Nowadays there are more than 300 orthodox organizations in Russia, which help both children and adults with disabilities. In 50 temples and communities in Russia the work with deaf and hearing-impaired people is carried and in 9 parishes deaf blind people are being nurtured.

==== Help to orphans ====
According to the data of September 2014, the total number of church asylums for orphans is 67. The results of the certification of church asylums in 2013 depict that their graduates are 6 times more likely to get the higher education, comparing to the graduates of state orphanages (30% to 5%), among them 30 times less offenders and alcoholics (1,3 % to 40%), also they have 13 times less divorces (4% to 53%).

In Moscow there is a unique Family Arranging Centre for orphans and children who lost parental support. For 4 years 233 people (112 families) have graduated from the School for Adoptive Parents in the center, 123 families have got psychological support, legal aid, social and educational help.

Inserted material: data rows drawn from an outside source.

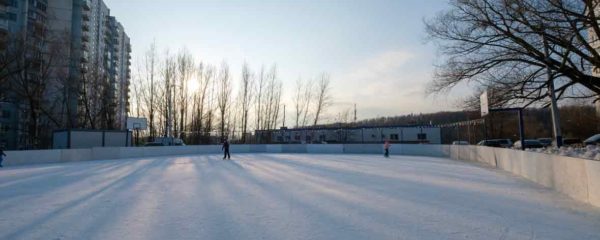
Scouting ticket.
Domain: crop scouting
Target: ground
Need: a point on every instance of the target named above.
(284, 196)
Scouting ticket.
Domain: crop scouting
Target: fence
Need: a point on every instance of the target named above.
(577, 178)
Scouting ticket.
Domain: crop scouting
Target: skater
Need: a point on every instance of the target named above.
(225, 149)
(386, 147)
(2, 155)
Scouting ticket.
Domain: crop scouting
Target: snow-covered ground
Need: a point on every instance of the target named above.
(283, 196)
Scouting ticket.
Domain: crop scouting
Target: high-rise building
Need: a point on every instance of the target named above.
(92, 73)
(595, 43)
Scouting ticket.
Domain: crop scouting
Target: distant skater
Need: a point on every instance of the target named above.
(226, 150)
(386, 147)
(2, 155)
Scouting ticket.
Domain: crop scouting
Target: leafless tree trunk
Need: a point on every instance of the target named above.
(224, 95)
(323, 96)
(169, 78)
(185, 65)
(246, 96)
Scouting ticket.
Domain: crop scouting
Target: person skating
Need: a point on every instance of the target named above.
(2, 155)
(225, 149)
(386, 147)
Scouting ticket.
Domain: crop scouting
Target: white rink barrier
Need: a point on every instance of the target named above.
(578, 178)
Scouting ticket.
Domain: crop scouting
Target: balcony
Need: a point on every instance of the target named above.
(84, 68)
(85, 37)
(4, 25)
(86, 5)
(84, 57)
(85, 16)
(85, 27)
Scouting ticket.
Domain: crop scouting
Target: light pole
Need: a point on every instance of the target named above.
(551, 94)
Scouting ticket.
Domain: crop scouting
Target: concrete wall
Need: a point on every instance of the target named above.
(577, 178)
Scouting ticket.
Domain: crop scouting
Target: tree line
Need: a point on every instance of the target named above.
(203, 103)
(519, 50)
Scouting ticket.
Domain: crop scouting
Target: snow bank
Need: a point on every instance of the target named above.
(590, 152)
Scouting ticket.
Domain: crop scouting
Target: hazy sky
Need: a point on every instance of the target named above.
(373, 50)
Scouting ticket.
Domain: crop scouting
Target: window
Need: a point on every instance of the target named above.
(12, 16)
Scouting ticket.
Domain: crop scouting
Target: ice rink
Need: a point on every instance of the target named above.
(283, 196)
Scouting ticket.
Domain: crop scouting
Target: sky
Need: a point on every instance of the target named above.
(374, 51)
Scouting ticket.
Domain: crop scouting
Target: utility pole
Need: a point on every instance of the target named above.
(283, 115)
(551, 94)
(355, 113)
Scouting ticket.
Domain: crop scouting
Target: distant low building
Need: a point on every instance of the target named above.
(366, 134)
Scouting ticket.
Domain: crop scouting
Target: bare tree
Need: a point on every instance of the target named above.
(323, 96)
(30, 76)
(224, 96)
(303, 100)
(509, 45)
(150, 65)
(169, 77)
(185, 67)
(259, 98)
(246, 97)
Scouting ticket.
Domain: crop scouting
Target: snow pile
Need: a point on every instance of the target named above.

From 2011 to August 2015 thankfully to the work of the School for Adoptive Parents there were adopted more than 69 orphans and children who lost parental support.

==== Help to elderly people ====
There are more than 40 church asylums for lonely elderly people in the regions of Russia.

=== In the world ===

==== Help of Russian Orthodox Church in emergencies ====
- earthquake and tsunami in Japan 2011 года
- people in need in Greece 2012
- Civilians in Syria 2013
- flood victims in Serbia 2014

== Donations ==
All donations are directed to the functioning of the Department or to the help for people in emergency situations. All the financial statements are published on the official website of the Synodal Department.